Potato, Leek & Parsnip Soup with Asparagus
(makes 4-6 servings)
2 large leeks, white and light green parts only, chopped
4 russet potatoes, peeled and chopped
1 parsnip, peeled and chopped
6 cups chicken or vegetable broth (preferably homemade)
6-8 stalks asparagus, trimmed of rough ends and sliced thinly on a bias
2 tablespoons butter (optional)
½ cup heavy cream or half-and-half (optional)
salt and white pepper to taste
Combine the chopped leeks, potatoes and parsnip in a pot and cover with the broth. Bring to a boil, then reduce to a simmer and cook, partially covered, at low heat for 45 minutes.

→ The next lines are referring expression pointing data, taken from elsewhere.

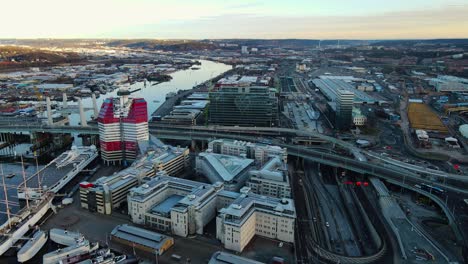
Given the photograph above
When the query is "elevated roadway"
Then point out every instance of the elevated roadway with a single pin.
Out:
(399, 173)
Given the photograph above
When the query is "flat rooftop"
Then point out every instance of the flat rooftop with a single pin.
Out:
(330, 87)
(164, 207)
(227, 167)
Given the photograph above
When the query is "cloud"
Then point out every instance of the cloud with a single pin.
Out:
(449, 22)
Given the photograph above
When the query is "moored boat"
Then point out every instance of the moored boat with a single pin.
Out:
(30, 249)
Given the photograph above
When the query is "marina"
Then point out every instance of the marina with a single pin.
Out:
(33, 246)
(64, 237)
(71, 254)
(19, 224)
(57, 173)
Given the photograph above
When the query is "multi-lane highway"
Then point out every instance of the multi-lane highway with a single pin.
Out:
(398, 172)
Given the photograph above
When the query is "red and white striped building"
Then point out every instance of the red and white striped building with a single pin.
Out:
(123, 122)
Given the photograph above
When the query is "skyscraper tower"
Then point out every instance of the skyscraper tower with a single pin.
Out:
(123, 123)
(344, 109)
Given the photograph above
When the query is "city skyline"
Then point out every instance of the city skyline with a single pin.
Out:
(334, 19)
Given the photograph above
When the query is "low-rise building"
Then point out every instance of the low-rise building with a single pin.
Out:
(108, 193)
(143, 239)
(230, 170)
(252, 214)
(175, 205)
(271, 180)
(261, 153)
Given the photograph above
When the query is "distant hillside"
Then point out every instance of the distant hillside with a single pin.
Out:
(412, 42)
(19, 57)
(293, 43)
(166, 45)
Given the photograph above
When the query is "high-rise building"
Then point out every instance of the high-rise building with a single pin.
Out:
(344, 109)
(244, 50)
(123, 122)
(248, 106)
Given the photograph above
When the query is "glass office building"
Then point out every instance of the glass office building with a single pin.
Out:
(243, 106)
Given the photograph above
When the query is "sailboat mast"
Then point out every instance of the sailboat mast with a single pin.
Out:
(25, 187)
(37, 172)
(6, 195)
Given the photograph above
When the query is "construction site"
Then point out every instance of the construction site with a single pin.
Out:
(422, 117)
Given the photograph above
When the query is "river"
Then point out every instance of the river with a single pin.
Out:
(154, 96)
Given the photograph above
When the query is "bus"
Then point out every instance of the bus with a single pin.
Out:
(431, 189)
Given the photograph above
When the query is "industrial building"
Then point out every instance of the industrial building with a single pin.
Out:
(252, 214)
(231, 170)
(261, 153)
(271, 180)
(329, 86)
(444, 83)
(143, 239)
(220, 257)
(243, 106)
(123, 123)
(176, 205)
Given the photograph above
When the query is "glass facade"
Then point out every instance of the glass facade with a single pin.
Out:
(243, 106)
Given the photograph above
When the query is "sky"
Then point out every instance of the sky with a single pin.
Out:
(216, 19)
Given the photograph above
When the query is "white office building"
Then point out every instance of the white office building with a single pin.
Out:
(252, 214)
(233, 171)
(261, 153)
(271, 180)
(176, 205)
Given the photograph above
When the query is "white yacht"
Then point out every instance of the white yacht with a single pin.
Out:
(71, 254)
(55, 175)
(64, 237)
(33, 246)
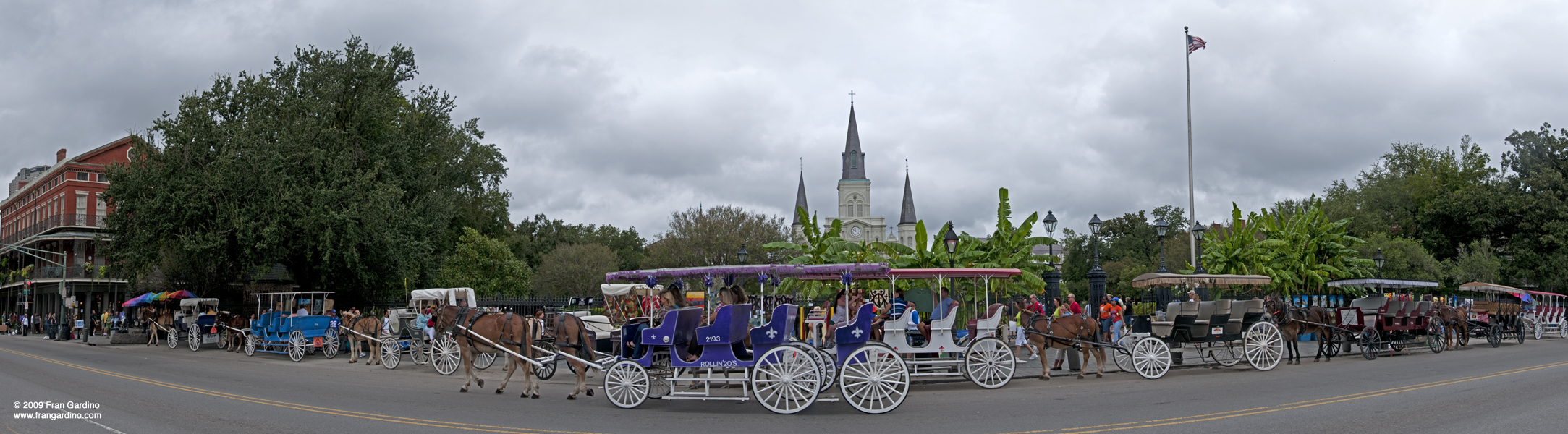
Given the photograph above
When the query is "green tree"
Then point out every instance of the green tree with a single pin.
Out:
(705, 237)
(535, 239)
(575, 270)
(485, 265)
(326, 163)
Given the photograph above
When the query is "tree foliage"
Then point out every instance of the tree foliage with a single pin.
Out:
(325, 163)
(706, 237)
(485, 265)
(575, 270)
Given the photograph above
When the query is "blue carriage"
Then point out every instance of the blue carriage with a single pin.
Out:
(297, 333)
(682, 359)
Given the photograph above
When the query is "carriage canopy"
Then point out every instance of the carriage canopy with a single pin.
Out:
(447, 295)
(1161, 279)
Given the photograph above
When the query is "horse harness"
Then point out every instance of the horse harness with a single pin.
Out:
(463, 315)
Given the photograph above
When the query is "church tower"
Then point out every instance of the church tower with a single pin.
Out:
(907, 215)
(855, 193)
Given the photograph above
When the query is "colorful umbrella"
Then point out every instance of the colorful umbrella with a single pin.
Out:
(181, 294)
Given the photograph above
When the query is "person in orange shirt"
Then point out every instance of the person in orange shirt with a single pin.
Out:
(1109, 312)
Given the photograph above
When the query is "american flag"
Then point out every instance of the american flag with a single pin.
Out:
(1194, 43)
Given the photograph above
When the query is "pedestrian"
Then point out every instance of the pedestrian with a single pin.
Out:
(1107, 315)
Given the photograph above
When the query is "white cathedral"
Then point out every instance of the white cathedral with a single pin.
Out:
(855, 201)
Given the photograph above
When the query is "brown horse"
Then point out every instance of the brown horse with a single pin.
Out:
(229, 325)
(571, 334)
(1456, 323)
(157, 320)
(1059, 331)
(507, 329)
(1296, 322)
(368, 328)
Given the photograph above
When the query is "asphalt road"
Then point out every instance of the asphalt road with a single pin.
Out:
(1480, 389)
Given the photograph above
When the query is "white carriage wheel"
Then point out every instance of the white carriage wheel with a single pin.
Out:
(874, 380)
(990, 364)
(626, 384)
(1151, 357)
(483, 361)
(416, 350)
(1226, 356)
(444, 352)
(1123, 359)
(391, 354)
(330, 344)
(1264, 345)
(297, 345)
(786, 380)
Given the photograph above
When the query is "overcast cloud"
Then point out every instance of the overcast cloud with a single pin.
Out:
(624, 111)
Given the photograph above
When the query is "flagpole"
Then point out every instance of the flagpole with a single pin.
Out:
(1192, 210)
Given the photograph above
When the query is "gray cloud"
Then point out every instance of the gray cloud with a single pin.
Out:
(623, 111)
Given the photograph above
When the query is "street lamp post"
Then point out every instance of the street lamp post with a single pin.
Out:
(1197, 234)
(1161, 294)
(1378, 260)
(1054, 276)
(1096, 276)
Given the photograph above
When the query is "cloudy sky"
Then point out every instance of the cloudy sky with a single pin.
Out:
(624, 111)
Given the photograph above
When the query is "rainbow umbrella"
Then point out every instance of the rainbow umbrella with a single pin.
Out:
(181, 294)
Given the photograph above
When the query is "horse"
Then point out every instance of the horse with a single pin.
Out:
(571, 334)
(156, 318)
(507, 329)
(1040, 328)
(1456, 323)
(1296, 322)
(231, 334)
(369, 326)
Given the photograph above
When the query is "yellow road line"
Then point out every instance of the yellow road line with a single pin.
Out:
(1300, 404)
(433, 423)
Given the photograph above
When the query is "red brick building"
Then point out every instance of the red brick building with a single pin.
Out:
(54, 223)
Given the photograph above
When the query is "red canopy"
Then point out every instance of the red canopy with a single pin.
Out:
(924, 273)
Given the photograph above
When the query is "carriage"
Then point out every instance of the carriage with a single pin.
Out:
(1222, 333)
(1498, 317)
(196, 326)
(974, 353)
(1546, 314)
(283, 331)
(778, 370)
(1386, 325)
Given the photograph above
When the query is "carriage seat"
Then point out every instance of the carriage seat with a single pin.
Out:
(946, 323)
(778, 329)
(987, 325)
(677, 329)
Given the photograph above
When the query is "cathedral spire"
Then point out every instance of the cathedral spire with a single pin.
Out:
(853, 158)
(800, 200)
(907, 217)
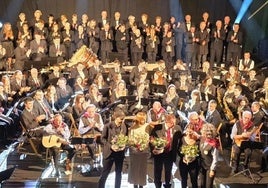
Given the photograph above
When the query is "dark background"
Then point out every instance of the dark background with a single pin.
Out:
(255, 29)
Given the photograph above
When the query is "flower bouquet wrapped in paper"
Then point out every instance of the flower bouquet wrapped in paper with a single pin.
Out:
(159, 144)
(139, 142)
(190, 152)
(119, 142)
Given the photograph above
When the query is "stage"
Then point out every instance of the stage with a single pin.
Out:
(25, 170)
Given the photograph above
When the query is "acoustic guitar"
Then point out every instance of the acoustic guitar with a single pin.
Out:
(53, 141)
(238, 141)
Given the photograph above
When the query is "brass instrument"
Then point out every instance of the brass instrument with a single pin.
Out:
(228, 113)
(83, 55)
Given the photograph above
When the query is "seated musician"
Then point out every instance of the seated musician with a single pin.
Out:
(94, 96)
(119, 91)
(51, 97)
(18, 85)
(156, 115)
(34, 80)
(79, 85)
(142, 91)
(30, 119)
(207, 87)
(91, 126)
(160, 74)
(171, 99)
(136, 71)
(64, 92)
(59, 129)
(41, 106)
(184, 83)
(195, 121)
(81, 71)
(194, 103)
(117, 69)
(100, 82)
(79, 106)
(243, 130)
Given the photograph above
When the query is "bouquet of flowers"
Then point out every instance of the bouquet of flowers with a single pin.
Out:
(119, 142)
(159, 144)
(139, 142)
(190, 152)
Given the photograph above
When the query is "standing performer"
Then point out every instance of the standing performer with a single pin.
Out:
(209, 154)
(110, 154)
(171, 132)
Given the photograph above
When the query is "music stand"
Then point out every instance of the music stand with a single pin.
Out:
(251, 145)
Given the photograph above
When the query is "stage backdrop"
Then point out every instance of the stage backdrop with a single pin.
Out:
(255, 29)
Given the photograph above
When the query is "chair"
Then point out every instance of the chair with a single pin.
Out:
(29, 139)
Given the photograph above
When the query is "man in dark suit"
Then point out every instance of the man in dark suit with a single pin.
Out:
(22, 54)
(106, 38)
(216, 48)
(110, 154)
(257, 114)
(213, 116)
(104, 19)
(191, 47)
(41, 107)
(172, 132)
(38, 47)
(57, 50)
(29, 118)
(122, 41)
(34, 80)
(64, 92)
(136, 72)
(235, 41)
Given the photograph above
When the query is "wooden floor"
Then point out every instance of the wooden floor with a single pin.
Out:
(33, 171)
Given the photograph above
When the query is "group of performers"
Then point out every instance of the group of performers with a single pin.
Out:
(175, 108)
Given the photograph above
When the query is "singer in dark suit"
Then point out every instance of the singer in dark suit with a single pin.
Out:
(172, 132)
(106, 38)
(235, 41)
(213, 116)
(216, 48)
(110, 155)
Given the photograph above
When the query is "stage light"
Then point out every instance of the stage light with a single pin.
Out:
(243, 10)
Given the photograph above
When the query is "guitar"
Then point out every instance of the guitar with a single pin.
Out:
(238, 141)
(53, 141)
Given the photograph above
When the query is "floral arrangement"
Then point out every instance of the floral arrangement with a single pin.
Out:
(119, 142)
(158, 143)
(139, 142)
(190, 152)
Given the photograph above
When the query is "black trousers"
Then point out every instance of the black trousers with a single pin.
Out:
(116, 158)
(164, 159)
(192, 169)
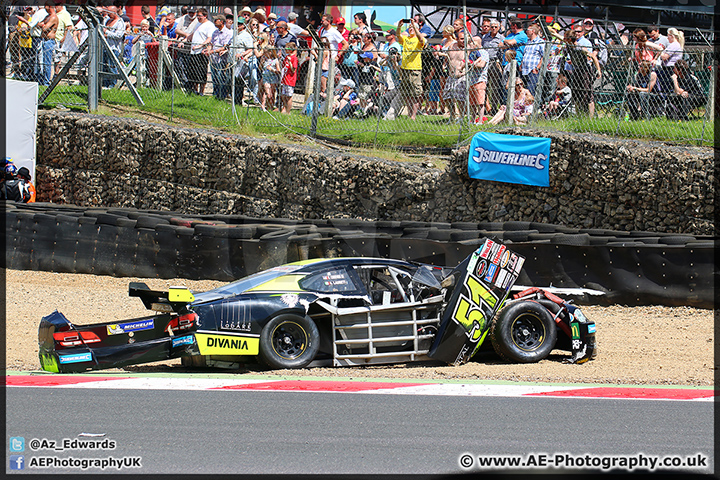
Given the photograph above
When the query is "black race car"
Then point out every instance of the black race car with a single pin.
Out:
(341, 311)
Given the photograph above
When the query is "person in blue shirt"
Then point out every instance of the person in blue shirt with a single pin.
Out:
(167, 25)
(515, 40)
(424, 28)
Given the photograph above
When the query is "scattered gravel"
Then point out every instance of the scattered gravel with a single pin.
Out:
(639, 345)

Using an immersion blender, blend the soup thoroughly until thick and smooth. Add water if desired for a thinner consistency. Return the soup to low heat and add salt and pepper to taste.
Drop in the asparagus and stir in the optional butter and/or cream. Remove from heat, and either serve immediately warm, or let cool and chill in the refrigerator for a few hours before serving (or up to a few days).
(for 4-6 servings)
2 leeks (from a $3 bunch of 4): $1.50
4 potatoes (at $1/lb): $1.50
1 parsnip (at $1/lb): $0.50
6 cups homemade stock: $2.00
2 Tb butter (at $6/lb): $0.37
1/2 bunch asparagus: $2.00
Four brownie points: This soup is also very flexible when it comes to health and dietary concerns—opt for chicken broth and optional dairy for more richness, or make it completely vegan. It’s still potato, leek and parsnip soup, and you can even fill up on it for a full meal. The root veggies will help provide fiber and potassium, while the asparagus will pitch in for antioxidants and many minerals.
Eight maple leaves: as a plant-based (or almost plant-based) soup using seasonal ingredients only (at least now), it’s a win-win when it comes to health and the environment. Plus, using up leftover or old ingredients in your fridge (like the parsnip) is a plus, and soups are very handy for that.